Many years ago, a neighbor who was our good friend passed away. A few months later, his wife and I and our children were visiting his grave. While she and I stood at his grave, our young children were running around, as children do when they are bored. My two oldest ones, who were 4 and 6 years old and her two (about the same age) came screaming to us, looking very frightened. Their faces were pale as they reported that my 3 year-old son had fallen into a big hole. We ran to the location of a double-deep open grave which had been covered by a large piece of plywood. Apparently he had slipped in between the plywood and the edge of the grave and now was in a 6 or 7 foot hole which was very dark and scary to him. I heard his cries as we frantically removed the plywood so we could see him. His tear-stained little face was looking up at us as though he was pleading for help and luckily, he did not appear to be hurt physically.
As I comforted him with soothing words and my mind raced for a solution, I was inadvertently pushing dirt from the edge of the grave down upon my forlorn little son. I was frantic! I laid down on the ground on my stomach and I told my friend to hold my feet so I could attempt to reach him, but my arms were fart too short.
In those days, I was not savvy enough to remain calm for the sake of my child, so the more anxious I became, the more he cried. The other children were all frightened and my friend and I were, too.
Just as we were looking around for help in the cemetery and seeing no one – not a person, or car, or anybody who was alive besides us, I realized one of us would have to drive somewhere to get some assistance. As we were discussing who would go, out of nowhere came a tall man in a dark business suit. There had been no one in the cemetery just seconds before his appearance. He approached us, saying nothing, laid on his stomach on the ground, instructing us to hold his feet. He stretched his long arms down into the grave and lifted my son to safety.
As we were brushing the dirt off of him, I was hugging and kissing him. Then I looked around for the man. I wanted to help him brush off his fine suit, but above all to thank him for what he had done. He was nowhere in sight, no car had started or had even been seen, and the man disappeared as quickly as he had appeared. For those few minutes all attention had been on my young son, and none of us saw the man walk away or “disappear.”
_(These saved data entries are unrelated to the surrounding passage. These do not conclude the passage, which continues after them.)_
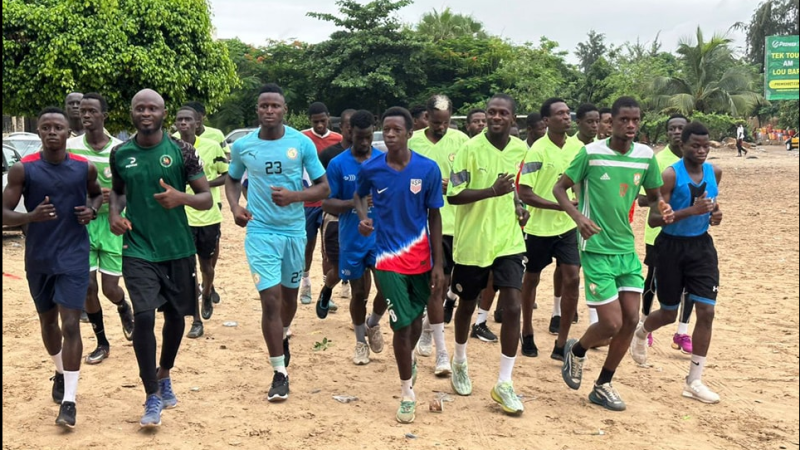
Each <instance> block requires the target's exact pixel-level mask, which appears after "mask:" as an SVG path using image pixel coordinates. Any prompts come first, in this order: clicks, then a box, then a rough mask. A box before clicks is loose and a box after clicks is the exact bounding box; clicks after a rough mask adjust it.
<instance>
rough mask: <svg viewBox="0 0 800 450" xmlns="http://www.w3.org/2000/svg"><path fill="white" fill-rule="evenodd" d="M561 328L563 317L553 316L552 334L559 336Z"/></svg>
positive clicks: (549, 328) (552, 321) (548, 328)
mask: <svg viewBox="0 0 800 450" xmlns="http://www.w3.org/2000/svg"><path fill="white" fill-rule="evenodd" d="M560 328H561V316H553V317H551V318H550V328H548V330H549V331H550V334H558V330H559V329H560Z"/></svg>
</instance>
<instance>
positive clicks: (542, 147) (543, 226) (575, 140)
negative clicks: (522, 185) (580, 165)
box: [519, 135, 584, 237]
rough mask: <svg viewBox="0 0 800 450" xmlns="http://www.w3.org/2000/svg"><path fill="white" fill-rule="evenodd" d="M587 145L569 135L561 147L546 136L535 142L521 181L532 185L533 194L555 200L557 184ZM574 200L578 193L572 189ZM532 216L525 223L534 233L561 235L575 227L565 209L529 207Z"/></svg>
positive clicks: (570, 197) (577, 139) (523, 183)
mask: <svg viewBox="0 0 800 450" xmlns="http://www.w3.org/2000/svg"><path fill="white" fill-rule="evenodd" d="M583 147H584V145H583V142H581V141H579V140H578V139H575V138H567V139H566V141H565V142H564V147H563V148H561V147H559V146H557V145H556V144H554V143H553V141H552V140H550V136H548V135H545V136H544V137H542V138H541V139H539V140H537V141H536V142H534V143H533V146H531V148H530V150H528V155H527V156H526V157H525V163H524V164H523V165H522V175H521V176H520V179H519V184H520V185H523V186H529V187H530V188H531V189H532V190H533V193H534V194H536V195H538V196H539V197H542V198H543V199H545V200H549V201H551V202H555V201H556V198H555V196H554V195H553V187H554V186H555V185H556V182H557V181H558V180H559V178H561V175H563V174H564V171H566V170H567V167H569V165H570V163H571V162H572V160H573V159H575V155H577V154H578V152H579V151H580V150H581V149H582V148H583ZM567 195H568V196H569V197H570V199H573V198H574V197H575V196H574V194H573V192H572V189H570V190H569V191H568V192H567ZM528 211H530V213H531V218H530V219H529V220H528V223H527V224H526V225H525V232H526V233H528V234H532V235H534V236H542V237H547V236H558V235H561V234H564V233H566V232H567V231H570V230H573V229H575V227H576V225H575V222H574V221H573V220H572V218H570V217H569V215H568V214H567V213H566V212H564V211H556V210H553V209H541V208H534V207H532V206H529V207H528Z"/></svg>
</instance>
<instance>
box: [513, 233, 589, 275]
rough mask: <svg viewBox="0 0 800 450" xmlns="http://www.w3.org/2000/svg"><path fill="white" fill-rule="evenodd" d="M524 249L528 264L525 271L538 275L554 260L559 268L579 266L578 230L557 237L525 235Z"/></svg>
mask: <svg viewBox="0 0 800 450" xmlns="http://www.w3.org/2000/svg"><path fill="white" fill-rule="evenodd" d="M525 248H526V249H527V252H526V256H527V257H528V264H527V265H526V266H525V271H526V272H529V273H539V272H541V271H542V270H543V269H544V268H545V267H547V266H549V265H550V263H552V262H553V258H555V259H556V264H558V265H559V266H560V265H561V264H565V265H568V266H580V265H581V255H580V253H579V252H578V230H577V229H574V230H570V231H567V232H566V233H564V234H560V235H557V236H534V235H532V234H526V235H525Z"/></svg>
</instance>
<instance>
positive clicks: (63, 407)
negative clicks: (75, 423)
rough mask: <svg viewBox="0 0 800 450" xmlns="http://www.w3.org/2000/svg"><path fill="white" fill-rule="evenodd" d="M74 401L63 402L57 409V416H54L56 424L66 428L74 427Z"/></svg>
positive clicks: (74, 418) (74, 423)
mask: <svg viewBox="0 0 800 450" xmlns="http://www.w3.org/2000/svg"><path fill="white" fill-rule="evenodd" d="M75 416H76V411H75V402H63V403H61V408H59V409H58V417H56V425H60V426H62V427H67V428H75Z"/></svg>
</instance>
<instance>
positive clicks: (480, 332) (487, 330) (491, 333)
mask: <svg viewBox="0 0 800 450" xmlns="http://www.w3.org/2000/svg"><path fill="white" fill-rule="evenodd" d="M470 336H472V337H474V338H478V339H480V340H482V341H483V342H497V335H495V334H494V333H492V330H490V329H489V327H488V326H487V325H486V322H483V323H476V324H474V325H472V333H470Z"/></svg>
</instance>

After we had all calmed down a bit and started our trip back home, we marveled at what had happened and recalled that my son’s toy gun was still at the bottom of the grave. It had been forgotten during the rescue and now he was crying for his toy. We laughed at how shocked we imagined the mourners at that site would be when they saw the toy gun in the grave. Of course, we had replaced the plywood so another child would not have the same mishap. Many years later, my son would get teased about his graveyard story as being one of a “very vivid imagination.”
At the same time, the rescue by the tall man in the dark suit was a mystery to us, and it was a good story to tell after the fright was over. Today, I know that the man was an angel sent to help. There is no doubt in my mind now that I have heard many stories from others who reported their angels appearing and quickly disappearing once the crisis was over. Our tall dark angel came out of nowhere and when back into nowhere after being now here long enough to lift up a frightened little boy out of a big dark hole into the safety of his mother’s arms.
When my son was an adult with children of his own, I sent him a gilded angel to hang over his bed. I guess he thought he was too old for such things, and each time I visited him, the angel sat on his desk. Following the tragic loss of his sister, when I came to visit him, the angel was suspended over his bed.